Are 64-bit Binaries Slower than 32-bit Binaries? 444
JigSaw writes "The modern dogma is that 32-bit applications are faster, and that 64-bit imposes a performance penalty. Tony Bourke decided to run a few of tests on his SPARC to see if indeed 64-bit binaries ran slower than 32-bit binaries, and what the actual performance disparity would ultimately be."
Couldn't time fix this? (Score:4, Insightful)
Most "tech gurus" I've talked to at my university about the benefites of 64bit processing say that it is in part due to the increase of the number of registers (allowing you to use more at the same time, shortening the number of cycles needed). Could time allow us to write more efficient kernels, etc for 64 bit processors?
So either the code isn't good enough, or perhaps there's another physical limitation (longer pipelines, etc) on the chip itself? Correct me if I'm wrong.
*Why* do I have that feeling... (Score:-1, Insightful)
Seriously though, there's *so* many other factors involved:
How much cache is ideal for hello.c?
How many branches does it need? Is the prediction worth a shit?
Does hello.c run faster at 2 GHz?
THINK before you post please so my hair doesn't hurt so much... thx.
Re:Moving more data (Score:4, Insightful)
Re: OSNews (Score:5, Insightful)
More bits doesn't automatically mean more speed (Score:5, Insightful)
An architecture with 32-bits of address space can directly address 2^32 or approximately 4 billion bytes of memory. There are many applications where that just isn't enough. More importantly, an architecture whose registers are 32-bits wide is far less efficient when it comes to dealing with values that require more than 32 bits to express. Many floating point values use 64 bits and being able to directly manipulate these in a single register is a lot more efficient than doing voodoo to combine two 32-bit registers.
So, if you have an problem where you're dealing with astronomical quantities of very large (or precise) values, then a 64-bit implementation is going to make a very big difference. If you're running a text editor and surfing the web then having a wider address bus and wider registers isn't going to do squat for you. Now that doesn't mean that there may not be other, somewhat unrelated, architectural improvements found in a 64-bit architecture that a 32-bit system is lacking. Those can make a big difference as well, but then you're talking about the overall efficiency of the design, which is a far less specific issue than whether 64-bits is better/worse than 32.
Lee
Retarded article. (Score:1, Insightful)
Medium answer: If you're not a programmer, yes. Expect about the same speed, but maybe slightly less.
Long answer: Direct comparisons like this are in no way valid because the code is identical. It's the same algorithm running at the same clockspeed. Your compiler can't program. Think about this: There's only so much space taken up by a logical operation. The question:
"is this bit set to one? if yes, do this.. if no, do that"

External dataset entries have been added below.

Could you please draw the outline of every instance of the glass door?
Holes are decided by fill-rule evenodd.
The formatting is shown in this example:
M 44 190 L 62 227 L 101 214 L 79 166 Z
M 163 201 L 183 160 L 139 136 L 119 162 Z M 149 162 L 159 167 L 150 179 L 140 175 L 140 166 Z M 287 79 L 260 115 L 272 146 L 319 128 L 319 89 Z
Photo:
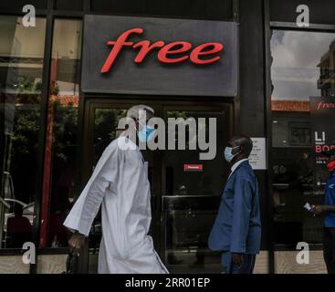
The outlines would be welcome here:
M 155 116 L 165 124 L 166 148 L 141 151 L 148 162 L 148 178 L 152 191 L 151 235 L 161 258 L 172 273 L 204 273 L 221 270 L 220 256 L 209 252 L 207 237 L 219 206 L 221 191 L 227 176 L 224 162 L 224 146 L 233 132 L 232 106 L 211 103 L 210 107 L 195 102 L 141 101 L 155 110 Z M 104 149 L 116 138 L 119 120 L 136 100 L 88 99 L 85 105 L 81 187 L 89 179 Z M 169 120 L 170 118 L 170 120 Z M 170 121 L 194 119 L 196 135 L 187 139 L 184 149 L 178 149 L 182 134 L 176 127 L 172 135 Z M 215 121 L 215 128 L 209 120 Z M 200 137 L 201 136 L 201 137 Z M 215 145 L 207 150 L 198 147 L 199 139 Z M 185 137 L 186 138 L 186 137 Z M 169 139 L 177 146 L 169 148 Z M 171 144 L 171 141 L 170 141 Z M 213 144 L 213 143 L 212 143 Z M 171 145 L 170 145 L 171 146 Z M 214 152 L 210 160 L 200 160 L 200 154 Z M 97 272 L 99 245 L 101 236 L 100 217 L 95 220 L 89 235 L 89 272 Z
M 224 147 L 232 133 L 233 121 L 228 105 L 194 104 L 163 107 L 169 125 L 179 119 L 178 130 L 172 135 L 176 150 L 166 150 L 162 156 L 164 259 L 172 273 L 217 273 L 221 270 L 220 256 L 208 250 L 207 238 L 228 173 Z M 181 130 L 183 121 L 188 125 L 185 143 L 179 143 L 184 139 Z M 171 139 L 171 133 L 168 135 Z M 200 147 L 202 138 L 209 141 L 205 151 Z M 213 155 L 201 160 L 202 152 Z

Which is why Intel is more concerned with clockspeed than number of bits.
Re:Something is wrong. (Score:5, Insightful)
It's you.
OpenSSL in the 32-bit environment as the guy configured it was doing 64-bit arithmetic. Just because the guy had 32-bit pointers doesn't mean that his computer wasn't pushing around 64-bit quantities at once. It's called a "long long".

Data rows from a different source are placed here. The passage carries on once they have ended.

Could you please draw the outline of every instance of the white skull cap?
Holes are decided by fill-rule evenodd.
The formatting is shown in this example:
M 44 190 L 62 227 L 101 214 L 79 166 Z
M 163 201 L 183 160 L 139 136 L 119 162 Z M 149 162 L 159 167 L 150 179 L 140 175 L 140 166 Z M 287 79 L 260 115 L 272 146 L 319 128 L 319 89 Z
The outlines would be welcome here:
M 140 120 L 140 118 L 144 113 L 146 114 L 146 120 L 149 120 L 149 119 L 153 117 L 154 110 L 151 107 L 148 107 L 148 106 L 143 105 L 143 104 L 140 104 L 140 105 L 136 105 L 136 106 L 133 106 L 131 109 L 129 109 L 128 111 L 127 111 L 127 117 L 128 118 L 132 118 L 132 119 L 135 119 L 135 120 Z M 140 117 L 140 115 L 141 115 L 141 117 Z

In fact, as he had OpenSSL configured, he was using some crafty assembly code for his 32-bit OpenSSL builds that even used 64-bit registers. His 64-bit builds were using plain old compiled C.

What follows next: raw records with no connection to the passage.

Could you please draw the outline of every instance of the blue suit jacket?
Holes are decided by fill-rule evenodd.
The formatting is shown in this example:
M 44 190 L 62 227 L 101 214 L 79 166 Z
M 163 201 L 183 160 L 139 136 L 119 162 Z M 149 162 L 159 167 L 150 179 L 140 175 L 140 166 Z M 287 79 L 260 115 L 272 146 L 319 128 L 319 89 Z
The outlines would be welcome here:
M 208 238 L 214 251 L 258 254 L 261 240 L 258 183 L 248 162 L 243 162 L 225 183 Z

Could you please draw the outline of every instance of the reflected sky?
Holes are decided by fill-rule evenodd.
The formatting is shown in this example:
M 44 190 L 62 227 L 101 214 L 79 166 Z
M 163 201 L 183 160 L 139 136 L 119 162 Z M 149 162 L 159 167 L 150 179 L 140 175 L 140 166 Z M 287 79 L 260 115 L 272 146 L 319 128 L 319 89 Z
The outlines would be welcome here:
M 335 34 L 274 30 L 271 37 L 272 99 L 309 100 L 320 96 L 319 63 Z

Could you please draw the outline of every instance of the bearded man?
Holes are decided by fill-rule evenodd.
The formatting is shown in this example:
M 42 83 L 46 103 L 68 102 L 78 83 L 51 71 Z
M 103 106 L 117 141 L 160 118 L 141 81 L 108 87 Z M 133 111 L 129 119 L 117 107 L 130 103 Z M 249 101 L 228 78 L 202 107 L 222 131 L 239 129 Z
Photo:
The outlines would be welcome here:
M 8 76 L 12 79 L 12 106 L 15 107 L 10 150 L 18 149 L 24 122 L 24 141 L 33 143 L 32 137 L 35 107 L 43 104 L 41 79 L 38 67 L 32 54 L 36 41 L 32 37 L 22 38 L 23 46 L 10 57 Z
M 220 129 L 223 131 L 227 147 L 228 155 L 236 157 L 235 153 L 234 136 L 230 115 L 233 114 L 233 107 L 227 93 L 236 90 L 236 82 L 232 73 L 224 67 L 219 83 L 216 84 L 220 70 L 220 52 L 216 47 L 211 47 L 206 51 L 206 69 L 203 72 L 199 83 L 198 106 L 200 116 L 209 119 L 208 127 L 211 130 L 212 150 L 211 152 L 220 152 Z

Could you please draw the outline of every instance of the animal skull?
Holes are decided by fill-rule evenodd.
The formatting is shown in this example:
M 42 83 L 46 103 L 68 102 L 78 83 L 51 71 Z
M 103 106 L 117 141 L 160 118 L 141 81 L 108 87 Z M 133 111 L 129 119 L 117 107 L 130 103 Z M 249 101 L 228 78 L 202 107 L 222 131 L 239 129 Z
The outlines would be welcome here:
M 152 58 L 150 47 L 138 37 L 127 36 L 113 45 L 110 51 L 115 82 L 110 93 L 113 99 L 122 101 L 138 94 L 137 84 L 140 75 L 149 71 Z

But he didn't even know that.
Big whoop.
Mark
Re:How mature are the compilers? (Score:5, Insightful)
If you want FAST code you should use the compiler from your hardware vendor. The downside is that they might cost money, and almost definitly implement things in a slightly weird way. Weird when compared to the official standard, weird when compared to the defacto standard that is GCC.
I though this was common knowladge, at least amongst people who would be trying to benchmark compilers...
This is unfair comparison (Score:3, Insightful)
Re: OSNews (Score:4, Insightful)
How can you be certain that this isn't simply comparing the efficiency of the compilers - and not the resulting binaries???
What 'system of belief' is he following? (Score:5, Insightful)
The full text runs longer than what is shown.